# Channel Sparsity Benchmark

Эксперименты по сравнению PyTorch Conv2d, TritonConv2d (fp16, с поддержкой канальной спарсификации).

## Подготовка окружения
Ниже мы добавляем корень репозитория в `sys.path`, чтобы ноутбук, запущенный из папки `notebooks/`, мог импортировать пакет `conv_gemm`.

In [2]:
import sys, pathlib
sys.path.insert(0, str(pathlib.Path().resolve().parent))

## Импорты и настройки
В этой секции загружаем библиотеки и конфигурируем устройство/тип данных. По умолчанию вычисления идут в fp16 на GPU (если доступен CUDA), иначе падаем на CPU + fp32.

In [3]:
import time, copy, math
import torch
import pandas as pd
import torch.nn.functional as F
from torch.nn.utils import prune

from conv_gemm.baseline_layers.triton_conv2d import TritonConv2d as BaselineTritonConv2d

torch.backends.cudnn.benchmark = True
device = 'cuda' if torch.cuda.is_available() else 'cpu'
dtype = torch.float16 if device == 'cuda' else torch.float32
print(f'device: {device}, dtype: {dtype}')
print('Baseline Triton available:', BaselineTritonConv2d is not None)
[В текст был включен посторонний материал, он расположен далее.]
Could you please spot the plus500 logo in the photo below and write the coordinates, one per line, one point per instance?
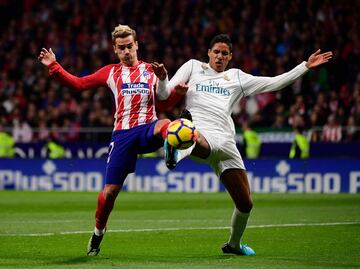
(304, 183)
(63, 181)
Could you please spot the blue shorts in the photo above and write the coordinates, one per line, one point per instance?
(124, 148)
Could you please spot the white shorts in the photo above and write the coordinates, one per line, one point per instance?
(224, 153)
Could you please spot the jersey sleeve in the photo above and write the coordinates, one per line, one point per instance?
(97, 79)
(181, 76)
(252, 85)
(171, 101)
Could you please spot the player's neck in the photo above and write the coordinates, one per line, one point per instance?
(133, 64)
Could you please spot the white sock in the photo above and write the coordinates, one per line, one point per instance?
(238, 225)
(99, 232)
(183, 153)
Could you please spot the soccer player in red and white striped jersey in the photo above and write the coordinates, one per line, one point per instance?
(136, 129)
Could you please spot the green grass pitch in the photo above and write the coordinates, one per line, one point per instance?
(178, 230)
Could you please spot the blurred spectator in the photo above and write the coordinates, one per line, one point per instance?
(332, 130)
(6, 144)
(22, 132)
(173, 31)
(300, 147)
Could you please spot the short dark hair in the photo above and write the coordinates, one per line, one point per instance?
(222, 38)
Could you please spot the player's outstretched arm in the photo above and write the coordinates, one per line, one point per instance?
(159, 70)
(46, 57)
(318, 58)
(181, 88)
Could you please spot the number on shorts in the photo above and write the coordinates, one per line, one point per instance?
(111, 147)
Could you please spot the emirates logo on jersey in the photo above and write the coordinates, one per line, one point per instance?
(135, 88)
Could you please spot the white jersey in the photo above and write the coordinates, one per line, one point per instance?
(210, 99)
(212, 95)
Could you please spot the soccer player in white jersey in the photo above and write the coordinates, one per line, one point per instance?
(136, 129)
(212, 91)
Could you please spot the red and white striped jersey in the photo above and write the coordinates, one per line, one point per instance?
(133, 89)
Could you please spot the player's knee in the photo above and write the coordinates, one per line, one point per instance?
(245, 206)
(111, 192)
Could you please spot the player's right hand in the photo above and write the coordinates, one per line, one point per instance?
(181, 88)
(46, 57)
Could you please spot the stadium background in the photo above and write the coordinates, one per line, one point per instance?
(269, 37)
(49, 225)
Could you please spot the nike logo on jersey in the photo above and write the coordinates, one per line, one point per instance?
(135, 88)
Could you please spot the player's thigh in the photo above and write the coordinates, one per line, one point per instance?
(122, 157)
(237, 185)
(147, 141)
(202, 147)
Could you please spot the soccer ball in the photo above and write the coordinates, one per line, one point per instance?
(181, 134)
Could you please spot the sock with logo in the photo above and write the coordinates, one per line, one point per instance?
(238, 225)
(103, 211)
(163, 130)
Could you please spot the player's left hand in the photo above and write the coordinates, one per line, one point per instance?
(159, 70)
(318, 58)
(46, 57)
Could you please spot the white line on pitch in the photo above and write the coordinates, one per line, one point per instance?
(188, 228)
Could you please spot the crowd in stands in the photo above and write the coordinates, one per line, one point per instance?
(269, 38)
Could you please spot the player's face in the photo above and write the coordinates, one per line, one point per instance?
(126, 49)
(219, 56)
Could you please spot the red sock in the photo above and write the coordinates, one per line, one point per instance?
(163, 130)
(103, 210)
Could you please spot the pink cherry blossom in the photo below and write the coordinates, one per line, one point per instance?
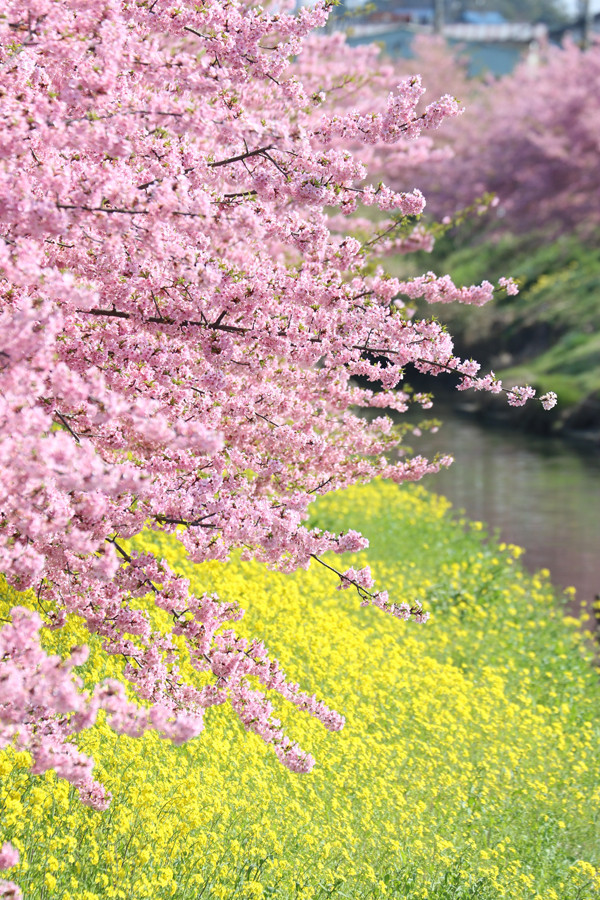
(187, 300)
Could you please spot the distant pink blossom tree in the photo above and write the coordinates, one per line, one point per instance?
(531, 137)
(183, 310)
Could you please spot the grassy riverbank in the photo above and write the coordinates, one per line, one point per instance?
(548, 335)
(467, 767)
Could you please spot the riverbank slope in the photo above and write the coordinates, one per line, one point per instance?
(547, 336)
(467, 766)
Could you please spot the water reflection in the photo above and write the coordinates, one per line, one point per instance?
(538, 492)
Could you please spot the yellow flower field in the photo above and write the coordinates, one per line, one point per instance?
(468, 766)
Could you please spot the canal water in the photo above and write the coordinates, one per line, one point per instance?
(537, 492)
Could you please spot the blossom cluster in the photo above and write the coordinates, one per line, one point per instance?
(469, 756)
(180, 327)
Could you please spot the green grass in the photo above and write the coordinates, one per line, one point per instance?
(551, 329)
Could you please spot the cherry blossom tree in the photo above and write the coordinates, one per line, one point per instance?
(185, 302)
(530, 137)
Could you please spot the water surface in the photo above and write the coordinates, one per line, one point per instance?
(538, 492)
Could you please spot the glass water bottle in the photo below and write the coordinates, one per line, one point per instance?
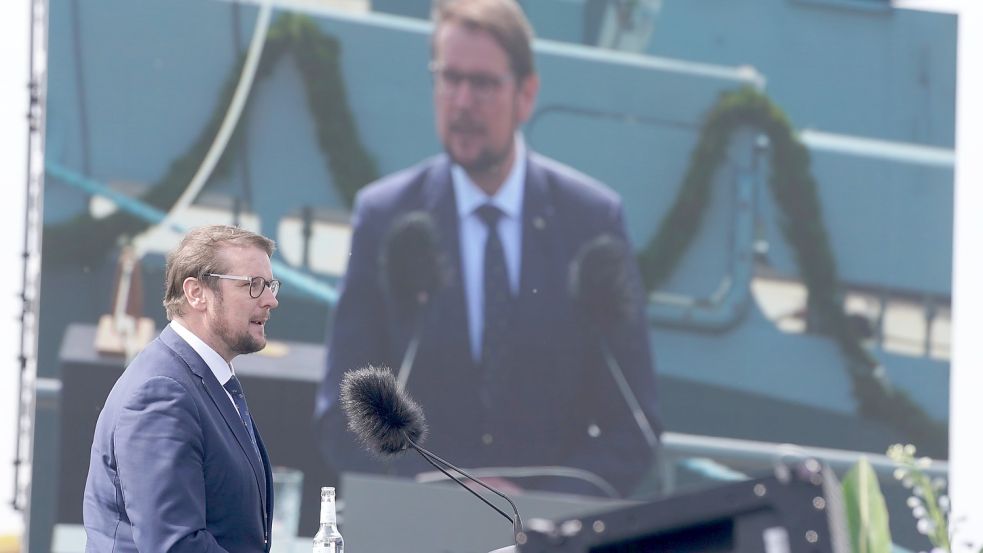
(328, 539)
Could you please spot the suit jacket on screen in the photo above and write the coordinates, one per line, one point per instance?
(554, 402)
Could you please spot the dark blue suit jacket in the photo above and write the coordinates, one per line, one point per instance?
(172, 468)
(555, 403)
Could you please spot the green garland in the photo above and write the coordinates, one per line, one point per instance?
(794, 190)
(84, 239)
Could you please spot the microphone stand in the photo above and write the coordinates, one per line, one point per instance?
(636, 409)
(440, 465)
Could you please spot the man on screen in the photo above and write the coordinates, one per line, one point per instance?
(508, 369)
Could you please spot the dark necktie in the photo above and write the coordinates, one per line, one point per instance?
(234, 388)
(497, 293)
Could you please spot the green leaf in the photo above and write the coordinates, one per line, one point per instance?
(865, 510)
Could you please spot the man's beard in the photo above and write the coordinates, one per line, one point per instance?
(489, 160)
(239, 344)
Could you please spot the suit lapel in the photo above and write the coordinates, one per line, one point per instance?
(450, 306)
(538, 231)
(222, 403)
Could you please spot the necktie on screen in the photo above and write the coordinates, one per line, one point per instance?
(497, 296)
(234, 388)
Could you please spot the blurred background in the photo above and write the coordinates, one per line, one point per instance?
(134, 96)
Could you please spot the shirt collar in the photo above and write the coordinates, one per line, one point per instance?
(223, 371)
(508, 198)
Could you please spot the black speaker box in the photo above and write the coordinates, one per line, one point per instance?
(798, 509)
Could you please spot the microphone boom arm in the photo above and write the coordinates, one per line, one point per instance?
(437, 461)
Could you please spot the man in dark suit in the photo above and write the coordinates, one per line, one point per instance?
(177, 463)
(508, 369)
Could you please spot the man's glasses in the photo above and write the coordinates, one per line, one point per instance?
(483, 86)
(256, 284)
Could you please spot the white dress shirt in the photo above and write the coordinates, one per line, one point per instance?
(474, 234)
(223, 371)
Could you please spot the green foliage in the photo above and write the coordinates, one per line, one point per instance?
(928, 502)
(794, 190)
(83, 239)
(866, 511)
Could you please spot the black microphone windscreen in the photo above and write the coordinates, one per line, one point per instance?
(599, 281)
(380, 414)
(410, 260)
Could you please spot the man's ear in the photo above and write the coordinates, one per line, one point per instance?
(194, 294)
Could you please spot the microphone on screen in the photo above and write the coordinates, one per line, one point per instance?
(411, 269)
(388, 422)
(600, 283)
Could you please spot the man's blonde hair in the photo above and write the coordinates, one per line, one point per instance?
(198, 254)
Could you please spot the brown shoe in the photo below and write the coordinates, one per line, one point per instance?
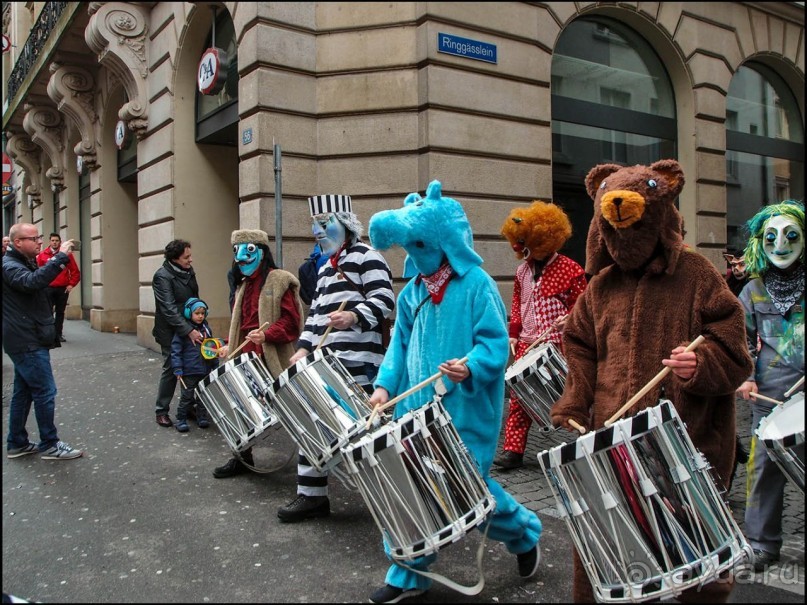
(164, 420)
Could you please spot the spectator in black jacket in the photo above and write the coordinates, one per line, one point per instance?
(28, 335)
(173, 284)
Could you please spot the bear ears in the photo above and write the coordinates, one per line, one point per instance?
(668, 170)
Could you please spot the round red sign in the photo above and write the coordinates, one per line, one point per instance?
(8, 168)
(212, 73)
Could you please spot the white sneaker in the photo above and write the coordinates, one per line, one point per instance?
(61, 451)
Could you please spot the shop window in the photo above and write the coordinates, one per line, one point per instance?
(217, 114)
(612, 101)
(764, 147)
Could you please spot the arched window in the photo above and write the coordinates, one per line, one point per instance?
(612, 102)
(217, 114)
(764, 147)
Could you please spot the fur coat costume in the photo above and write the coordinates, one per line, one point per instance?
(649, 295)
(469, 320)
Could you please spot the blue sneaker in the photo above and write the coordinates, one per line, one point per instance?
(16, 452)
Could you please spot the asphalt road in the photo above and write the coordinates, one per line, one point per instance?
(140, 517)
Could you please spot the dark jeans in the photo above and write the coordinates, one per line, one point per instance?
(33, 383)
(168, 383)
(57, 297)
(188, 398)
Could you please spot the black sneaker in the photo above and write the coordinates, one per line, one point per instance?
(392, 594)
(304, 507)
(763, 559)
(233, 467)
(528, 562)
(509, 460)
(202, 421)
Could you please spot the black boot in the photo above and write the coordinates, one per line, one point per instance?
(509, 460)
(234, 466)
(304, 507)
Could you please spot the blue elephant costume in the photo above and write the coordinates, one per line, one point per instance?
(451, 308)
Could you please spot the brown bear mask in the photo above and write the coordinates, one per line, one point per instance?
(635, 224)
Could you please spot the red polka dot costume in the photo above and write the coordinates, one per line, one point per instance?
(538, 300)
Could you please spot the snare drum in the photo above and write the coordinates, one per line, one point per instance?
(643, 510)
(537, 380)
(321, 406)
(233, 393)
(783, 433)
(419, 481)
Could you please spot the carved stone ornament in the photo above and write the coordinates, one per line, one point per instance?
(117, 33)
(26, 155)
(44, 125)
(72, 89)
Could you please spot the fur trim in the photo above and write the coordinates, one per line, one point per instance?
(249, 236)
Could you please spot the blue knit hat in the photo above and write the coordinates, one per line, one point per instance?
(191, 305)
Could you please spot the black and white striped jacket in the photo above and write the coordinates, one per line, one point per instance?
(361, 343)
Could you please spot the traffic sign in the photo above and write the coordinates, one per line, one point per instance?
(8, 168)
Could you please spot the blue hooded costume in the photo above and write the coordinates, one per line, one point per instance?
(471, 321)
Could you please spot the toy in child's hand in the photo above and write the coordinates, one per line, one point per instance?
(211, 346)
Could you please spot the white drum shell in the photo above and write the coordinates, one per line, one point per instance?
(234, 396)
(537, 380)
(419, 481)
(782, 431)
(642, 507)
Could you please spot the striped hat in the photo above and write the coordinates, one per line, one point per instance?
(321, 204)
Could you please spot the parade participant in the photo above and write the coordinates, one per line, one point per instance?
(173, 283)
(263, 294)
(190, 366)
(774, 317)
(357, 274)
(451, 308)
(59, 289)
(647, 299)
(28, 336)
(546, 287)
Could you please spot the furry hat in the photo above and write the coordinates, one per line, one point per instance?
(537, 231)
(634, 216)
(430, 229)
(249, 236)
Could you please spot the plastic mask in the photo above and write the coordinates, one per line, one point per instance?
(248, 256)
(783, 241)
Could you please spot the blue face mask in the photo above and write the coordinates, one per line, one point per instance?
(329, 233)
(248, 256)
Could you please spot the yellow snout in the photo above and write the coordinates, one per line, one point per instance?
(622, 208)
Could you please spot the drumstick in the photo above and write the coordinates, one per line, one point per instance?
(764, 398)
(378, 409)
(575, 425)
(246, 340)
(542, 335)
(328, 331)
(653, 382)
(792, 389)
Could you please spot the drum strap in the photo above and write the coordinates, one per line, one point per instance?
(466, 590)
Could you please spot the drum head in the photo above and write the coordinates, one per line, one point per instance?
(784, 420)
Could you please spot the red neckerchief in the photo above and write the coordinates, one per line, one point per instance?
(336, 254)
(437, 282)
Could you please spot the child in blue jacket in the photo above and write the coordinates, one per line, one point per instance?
(190, 366)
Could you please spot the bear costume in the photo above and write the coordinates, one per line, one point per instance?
(648, 295)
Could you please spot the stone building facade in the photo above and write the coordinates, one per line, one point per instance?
(113, 143)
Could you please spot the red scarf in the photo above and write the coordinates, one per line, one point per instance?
(437, 282)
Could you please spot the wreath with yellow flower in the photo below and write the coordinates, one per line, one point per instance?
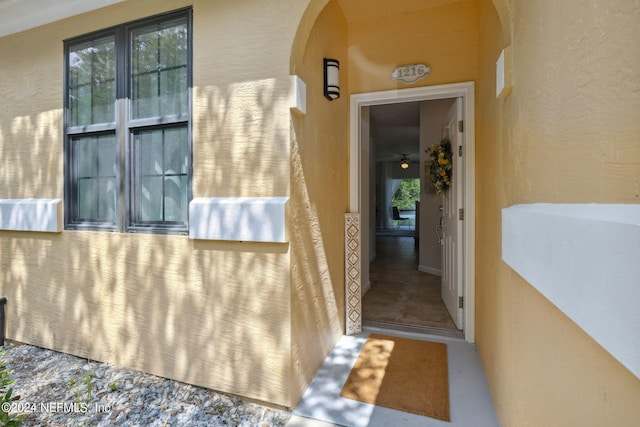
(439, 165)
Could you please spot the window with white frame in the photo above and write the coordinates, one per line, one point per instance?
(128, 126)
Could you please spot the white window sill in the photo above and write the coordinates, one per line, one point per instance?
(40, 215)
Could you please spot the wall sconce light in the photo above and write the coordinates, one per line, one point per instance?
(404, 162)
(331, 79)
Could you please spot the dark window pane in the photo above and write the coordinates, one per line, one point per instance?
(176, 154)
(95, 195)
(151, 199)
(92, 93)
(159, 69)
(161, 167)
(175, 200)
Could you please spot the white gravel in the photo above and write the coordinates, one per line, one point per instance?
(57, 389)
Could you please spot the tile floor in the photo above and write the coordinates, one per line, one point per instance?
(400, 294)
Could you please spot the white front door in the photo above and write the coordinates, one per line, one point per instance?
(452, 216)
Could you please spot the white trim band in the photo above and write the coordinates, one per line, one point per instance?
(247, 219)
(43, 215)
(584, 259)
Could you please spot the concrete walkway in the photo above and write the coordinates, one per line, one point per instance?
(322, 405)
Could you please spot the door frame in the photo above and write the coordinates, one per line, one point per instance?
(464, 90)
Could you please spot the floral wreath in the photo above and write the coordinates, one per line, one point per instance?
(439, 165)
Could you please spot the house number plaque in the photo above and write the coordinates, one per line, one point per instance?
(409, 74)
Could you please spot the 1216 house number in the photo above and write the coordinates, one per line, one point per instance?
(410, 73)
device: cuda, dtype: torch.float16
Baseline Triton available: True


## Вспомогательные функции
- `sync_device` и `benchmark_module` — измерение времени (forward + backward).
- `compare_modules` — средняя/максимальная ошибка относительно PyTorch Conv2d.
- `finetune_module` — лёгкий тюнинг sparse модели (имитируем дистилляцию от dense-версии).

In [4]:
def sync_device():
    if device == 'cuda':
        torch.cuda.synchronize()

def clone_weights(dst, src):
    with torch.no_grad():
        dst.weight.copy_(src.weight)
        if dst.bias is not None and src.bias is not None:
            dst.bias.copy_(src.bias)

def compare_modules(ref, other, x):
    ref_out = ref(x).float()
    test_out = other(x).float()
    diff = (ref_out - test_out).abs()
    return {
        'mae': diff.mean().item(),
        'max': diff.max().item(),
        'rel_l2': diff.norm().item() / (ref_out.norm().item() + 1e-12)
    }

def benchmark_module(module, x, iters=50, warmup=10):
    module.eval()
    sync_device()
    with torch.no_grad():
        for _ in range(warmup):
            module(x)
    sync_device()
    start = time.perf_counter()
    with torch.no_grad():
        for _ in range(iters):
            module(x)
    sync_device()
    return (time.perf_counter() - start) * 1000.0 / iters

def finetune_module(module, teacher, steps=0, lr=1e-3, batch_shape=(16, 64, 56, 56), grad_clip=None):
    if steps <= 0:
        return
    orig_dtype = next(module.parameters()).dtype
    module.to(torch.float32)
    teacher_copy = copy.deepcopy(teacher).to(torch.float32).eval()
    module.train()
    opt = torch.optim.Adam(module.parameters(), lr=lr)
    for step in range(steps):
        x = torch.randn(*batch_shape, device=device, dtype=torch.float32)
        with torch.no_grad():
            target = teacher_copy(x)
        pred = module(x)
        loss = F.mse_loss(pred, target)
        opt.zero_grad(set_to_none=True)
        loss.backward()
        if grad_clip is not None:
            torch.nn.utils.clip_grad_norm_(module.parameters(), grad_clip)
        opt.step()
        if step % max(1, steps // 5) == 0:
            print(f'[finetune step {step}] loss={loss.item():.4e}')
    module.to(orig_dtype).eval()
    sync_device()


## Базовая конфигурация слоёв
Задаём параметры свёртки и создаём три реализации: PyTorch Conv2d, TritonConv2d (если доступен GPU).

In [5]:
params = dict(in_channels=64, out_channels=128, kernel_size=3, stride=1, padding=1, bias=True)
B, H, W = 16, 56, 56

torch_conv = torch.nn.Conv2d(**params).to(device=device, dtype=dtype)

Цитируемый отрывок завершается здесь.